Menanggapi hal ini, Ikram Idris pun tak tinggal diam. Ia memberikan serangan balasan dengan kata-kata kritikan tajam terhadap ulah dari AMPD.
“Menanggapi narasi dari koordinator Aliansi, Sengaji Kamarudin perlu disadari bahwa ruang demokrasi bukan saja milik sebagian kelompok masyarakat Desa Kalikur WL yang memiliki nalar kritis, tapi tempat atau kantor pelayanan umum milik bersama masyarakat Desa Kalikur WL yang memiliki kurang lebih 1350 jiwa sesuai sumber data terakhir tahun 2020,” ungkap Ikram Idris kepada INBISNIS.ID, Jumat (7/1). Ikram bahkan menilai nalar kritis AMPD sedang dirasuki oleh mental premanisme.

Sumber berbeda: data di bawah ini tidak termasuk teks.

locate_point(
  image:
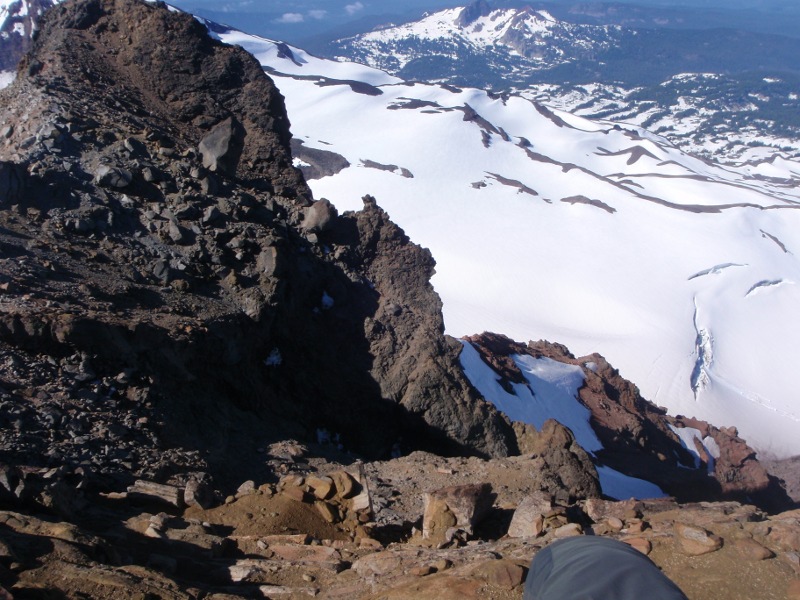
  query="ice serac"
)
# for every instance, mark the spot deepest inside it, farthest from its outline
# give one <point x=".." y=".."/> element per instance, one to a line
<point x="189" y="302"/>
<point x="639" y="438"/>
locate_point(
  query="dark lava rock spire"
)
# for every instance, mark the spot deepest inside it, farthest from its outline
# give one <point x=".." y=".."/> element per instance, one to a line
<point x="171" y="297"/>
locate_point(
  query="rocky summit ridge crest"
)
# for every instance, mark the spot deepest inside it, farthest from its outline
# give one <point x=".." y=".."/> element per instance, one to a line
<point x="176" y="311"/>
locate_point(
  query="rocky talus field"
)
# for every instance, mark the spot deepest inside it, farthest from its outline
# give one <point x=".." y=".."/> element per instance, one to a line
<point x="213" y="385"/>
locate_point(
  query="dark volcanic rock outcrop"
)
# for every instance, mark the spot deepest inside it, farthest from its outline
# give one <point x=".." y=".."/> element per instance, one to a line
<point x="162" y="307"/>
<point x="638" y="437"/>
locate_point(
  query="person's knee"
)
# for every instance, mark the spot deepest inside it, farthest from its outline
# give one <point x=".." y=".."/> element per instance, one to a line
<point x="596" y="567"/>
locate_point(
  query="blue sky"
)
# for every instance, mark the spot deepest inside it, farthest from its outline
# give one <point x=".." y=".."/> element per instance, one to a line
<point x="296" y="21"/>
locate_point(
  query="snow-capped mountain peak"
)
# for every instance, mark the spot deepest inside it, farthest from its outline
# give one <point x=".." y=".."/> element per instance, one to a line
<point x="600" y="235"/>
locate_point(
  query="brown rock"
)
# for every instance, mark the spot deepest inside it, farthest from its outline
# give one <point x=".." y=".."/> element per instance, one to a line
<point x="568" y="530"/>
<point x="460" y="506"/>
<point x="148" y="490"/>
<point x="641" y="544"/>
<point x="379" y="563"/>
<point x="528" y="519"/>
<point x="504" y="574"/>
<point x="752" y="550"/>
<point x="328" y="511"/>
<point x="295" y="493"/>
<point x="615" y="524"/>
<point x="305" y="554"/>
<point x="345" y="484"/>
<point x="321" y="487"/>
<point x="695" y="541"/>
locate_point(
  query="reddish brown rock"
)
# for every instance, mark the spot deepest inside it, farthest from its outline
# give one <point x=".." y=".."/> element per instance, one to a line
<point x="504" y="574"/>
<point x="455" y="507"/>
<point x="752" y="550"/>
<point x="695" y="541"/>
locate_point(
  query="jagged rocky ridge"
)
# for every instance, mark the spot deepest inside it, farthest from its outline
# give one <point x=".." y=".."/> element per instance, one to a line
<point x="164" y="259"/>
<point x="172" y="302"/>
<point x="639" y="438"/>
<point x="165" y="262"/>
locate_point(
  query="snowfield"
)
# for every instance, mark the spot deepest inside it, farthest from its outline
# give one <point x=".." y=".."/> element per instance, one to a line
<point x="597" y="235"/>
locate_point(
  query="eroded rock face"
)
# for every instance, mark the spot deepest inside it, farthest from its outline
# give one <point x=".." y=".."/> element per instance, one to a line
<point x="637" y="436"/>
<point x="160" y="316"/>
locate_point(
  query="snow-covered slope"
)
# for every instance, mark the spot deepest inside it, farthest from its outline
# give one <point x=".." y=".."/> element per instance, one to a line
<point x="17" y="24"/>
<point x="597" y="235"/>
<point x="515" y="41"/>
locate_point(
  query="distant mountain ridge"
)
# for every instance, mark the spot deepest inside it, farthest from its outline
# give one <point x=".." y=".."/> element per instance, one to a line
<point x="523" y="46"/>
<point x="599" y="235"/>
<point x="701" y="89"/>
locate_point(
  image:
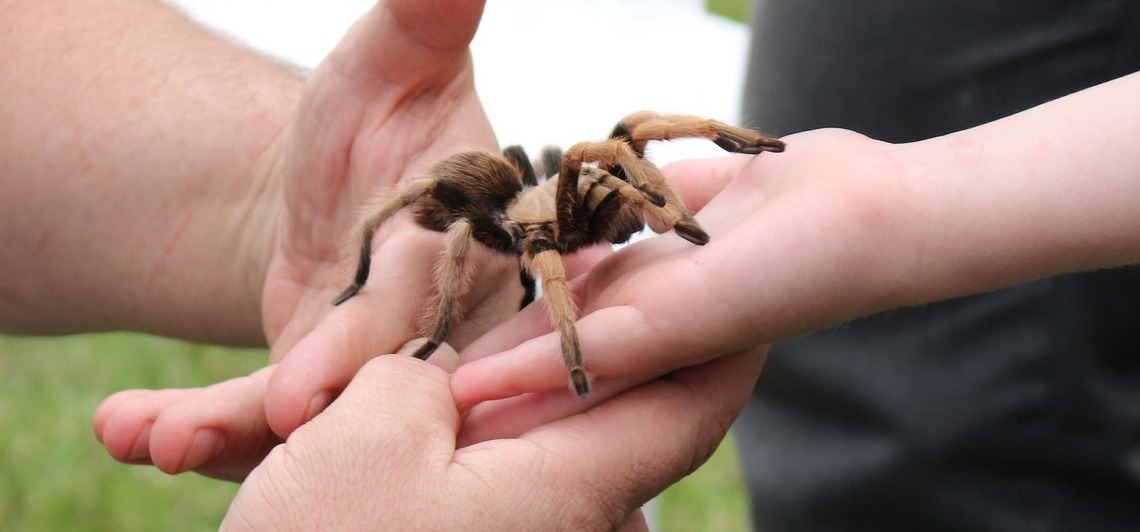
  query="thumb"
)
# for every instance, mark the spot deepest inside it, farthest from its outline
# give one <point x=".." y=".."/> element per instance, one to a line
<point x="359" y="461"/>
<point x="406" y="41"/>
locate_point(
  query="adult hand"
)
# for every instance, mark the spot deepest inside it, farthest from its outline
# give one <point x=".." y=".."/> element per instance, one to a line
<point x="395" y="97"/>
<point x="384" y="456"/>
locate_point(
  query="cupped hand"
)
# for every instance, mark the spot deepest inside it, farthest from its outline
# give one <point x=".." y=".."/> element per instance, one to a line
<point x="384" y="456"/>
<point x="395" y="97"/>
<point x="799" y="240"/>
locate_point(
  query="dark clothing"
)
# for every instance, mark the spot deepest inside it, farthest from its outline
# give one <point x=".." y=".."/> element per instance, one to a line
<point x="1016" y="410"/>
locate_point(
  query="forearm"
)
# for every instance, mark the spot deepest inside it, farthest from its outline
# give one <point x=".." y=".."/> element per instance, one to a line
<point x="130" y="164"/>
<point x="1047" y="191"/>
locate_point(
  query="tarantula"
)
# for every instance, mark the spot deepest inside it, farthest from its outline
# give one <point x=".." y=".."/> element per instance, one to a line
<point x="498" y="202"/>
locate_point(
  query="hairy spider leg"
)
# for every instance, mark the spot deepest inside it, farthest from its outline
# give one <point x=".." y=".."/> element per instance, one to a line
<point x="405" y="196"/>
<point x="665" y="211"/>
<point x="660" y="219"/>
<point x="516" y="155"/>
<point x="453" y="280"/>
<point x="640" y="128"/>
<point x="542" y="258"/>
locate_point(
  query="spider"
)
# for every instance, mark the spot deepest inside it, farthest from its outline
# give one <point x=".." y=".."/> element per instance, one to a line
<point x="602" y="193"/>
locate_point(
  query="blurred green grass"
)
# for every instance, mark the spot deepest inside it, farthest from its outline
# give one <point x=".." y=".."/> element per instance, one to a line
<point x="56" y="476"/>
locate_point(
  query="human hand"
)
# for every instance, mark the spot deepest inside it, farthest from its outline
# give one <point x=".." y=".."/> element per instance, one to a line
<point x="397" y="424"/>
<point x="799" y="240"/>
<point x="396" y="96"/>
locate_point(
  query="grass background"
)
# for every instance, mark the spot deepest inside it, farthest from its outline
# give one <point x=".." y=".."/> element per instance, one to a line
<point x="56" y="475"/>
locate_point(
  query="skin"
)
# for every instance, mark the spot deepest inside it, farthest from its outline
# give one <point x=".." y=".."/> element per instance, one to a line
<point x="841" y="226"/>
<point x="837" y="227"/>
<point x="227" y="229"/>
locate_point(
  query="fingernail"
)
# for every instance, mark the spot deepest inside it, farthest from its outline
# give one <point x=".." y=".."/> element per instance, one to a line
<point x="208" y="443"/>
<point x="141" y="448"/>
<point x="318" y="404"/>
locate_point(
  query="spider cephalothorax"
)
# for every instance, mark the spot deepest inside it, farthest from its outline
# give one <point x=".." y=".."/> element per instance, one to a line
<point x="603" y="193"/>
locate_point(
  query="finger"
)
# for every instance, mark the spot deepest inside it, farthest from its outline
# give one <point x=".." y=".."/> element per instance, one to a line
<point x="514" y="416"/>
<point x="219" y="431"/>
<point x="122" y="423"/>
<point x="617" y="342"/>
<point x="595" y="468"/>
<point x="385" y="441"/>
<point x="375" y="321"/>
<point x="698" y="181"/>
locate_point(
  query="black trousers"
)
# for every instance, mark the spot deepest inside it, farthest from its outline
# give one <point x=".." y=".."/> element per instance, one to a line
<point x="1014" y="410"/>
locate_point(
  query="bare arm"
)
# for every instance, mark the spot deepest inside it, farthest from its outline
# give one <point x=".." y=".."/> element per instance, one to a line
<point x="1045" y="191"/>
<point x="130" y="169"/>
<point x="840" y="226"/>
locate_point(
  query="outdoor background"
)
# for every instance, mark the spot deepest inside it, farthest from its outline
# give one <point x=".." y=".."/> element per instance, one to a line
<point x="661" y="55"/>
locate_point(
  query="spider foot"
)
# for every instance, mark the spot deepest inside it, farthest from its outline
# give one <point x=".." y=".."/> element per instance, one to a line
<point x="425" y="350"/>
<point x="579" y="382"/>
<point x="690" y="230"/>
<point x="351" y="291"/>
<point x="750" y="144"/>
<point x="651" y="196"/>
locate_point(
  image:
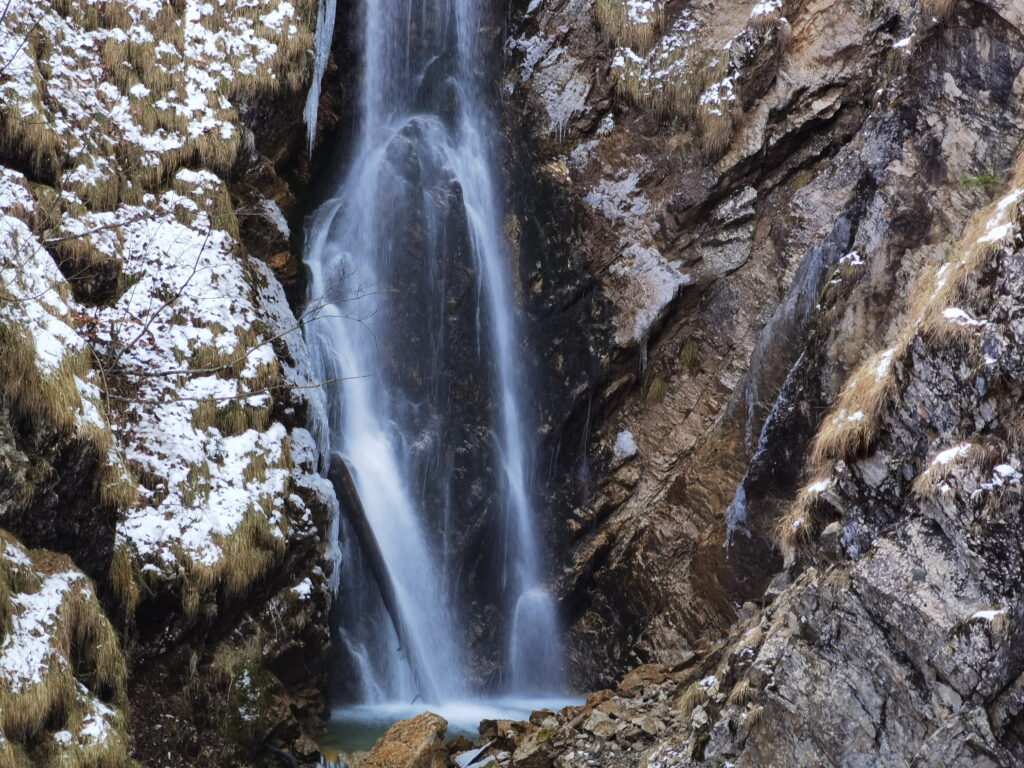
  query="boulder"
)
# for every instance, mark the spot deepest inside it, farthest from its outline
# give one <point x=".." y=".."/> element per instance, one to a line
<point x="411" y="743"/>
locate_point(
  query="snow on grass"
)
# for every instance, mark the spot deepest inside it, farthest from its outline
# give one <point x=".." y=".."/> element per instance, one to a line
<point x="55" y="637"/>
<point x="193" y="337"/>
<point x="28" y="652"/>
<point x="625" y="446"/>
<point x="950" y="455"/>
<point x="120" y="93"/>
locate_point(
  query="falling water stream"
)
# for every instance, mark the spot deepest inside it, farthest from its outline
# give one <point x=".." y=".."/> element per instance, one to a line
<point x="410" y="269"/>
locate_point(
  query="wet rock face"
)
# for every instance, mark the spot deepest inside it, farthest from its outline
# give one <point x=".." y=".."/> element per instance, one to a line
<point x="747" y="264"/>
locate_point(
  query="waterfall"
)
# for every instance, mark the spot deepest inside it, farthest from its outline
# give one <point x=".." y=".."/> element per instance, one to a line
<point x="419" y="338"/>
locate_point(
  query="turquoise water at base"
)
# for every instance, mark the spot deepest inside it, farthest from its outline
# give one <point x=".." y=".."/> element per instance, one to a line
<point x="355" y="729"/>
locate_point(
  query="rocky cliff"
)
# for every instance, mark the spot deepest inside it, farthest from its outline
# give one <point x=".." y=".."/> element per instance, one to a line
<point x="771" y="257"/>
<point x="805" y="219"/>
<point x="165" y="586"/>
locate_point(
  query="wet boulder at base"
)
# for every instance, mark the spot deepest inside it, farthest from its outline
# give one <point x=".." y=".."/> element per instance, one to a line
<point x="411" y="743"/>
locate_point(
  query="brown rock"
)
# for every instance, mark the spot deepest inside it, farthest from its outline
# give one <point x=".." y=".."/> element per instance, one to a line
<point x="411" y="743"/>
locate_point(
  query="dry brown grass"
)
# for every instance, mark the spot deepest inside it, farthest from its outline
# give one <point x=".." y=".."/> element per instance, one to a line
<point x="694" y="695"/>
<point x="91" y="654"/>
<point x="938" y="8"/>
<point x="743" y="693"/>
<point x="979" y="456"/>
<point x="617" y="26"/>
<point x="851" y="428"/>
<point x="801" y="524"/>
<point x="123" y="581"/>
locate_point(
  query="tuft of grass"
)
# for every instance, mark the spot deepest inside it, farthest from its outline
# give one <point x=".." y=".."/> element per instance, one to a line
<point x="851" y="428"/>
<point x="981" y="457"/>
<point x="689" y="356"/>
<point x="88" y="660"/>
<point x="939" y="8"/>
<point x="622" y="27"/>
<point x="801" y="523"/>
<point x="742" y="693"/>
<point x="986" y="180"/>
<point x="694" y="695"/>
<point x="123" y="580"/>
<point x="656" y="390"/>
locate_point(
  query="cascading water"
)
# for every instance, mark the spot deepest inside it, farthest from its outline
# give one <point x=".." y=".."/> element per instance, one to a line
<point x="411" y="265"/>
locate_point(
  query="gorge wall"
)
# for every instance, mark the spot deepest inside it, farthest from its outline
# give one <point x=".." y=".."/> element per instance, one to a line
<point x="770" y="260"/>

“Dengan cara brutal menutup kedua kantor instansi pemerintahan seperti preman intelektual yang tak memiliki ukuran nilai etik dan bermoral. Apa hubungannya ketika aspirasi masyarakat belum diselesaikan di tahun berjalan dengan menutup kedua kantor instansi pemerintahan? Fungsi kantor itu sebagai pusat pelayanan kebutuhan masyarakat dan aduan masyarakat bukan disegel karena asas dugaan penyalahgunaan anggaran oleh Pemerintah sebelumnya. Tugas Lembaga BPD sudah menyalurkan aspirasi ke pemerintah dan selanjutnya mengawasi kinerja Pemdes; jika dalam proses dugaan temuan penyalahgunaan anggaran pemerintah dalam hal ini mantan Kapala Desa siap untuk bertanggung jawab dan diproses secara hukum. Jangan-jangan karena arogansi intelektual akan menjadi cacat nalar dan onani intelektual dalam membedah dugaan kasus di Desa Kalikur WL,” sambungnya penuh semangat.
Selanjutnya, terkait dengan persoalan aspirasi masyarakat Desa Kalikur WL, menurut Ikram Idris, secara Kelembagaan, BPD mengurai beberapa masalah yang sudah diperjuangkan bersama masyarakat.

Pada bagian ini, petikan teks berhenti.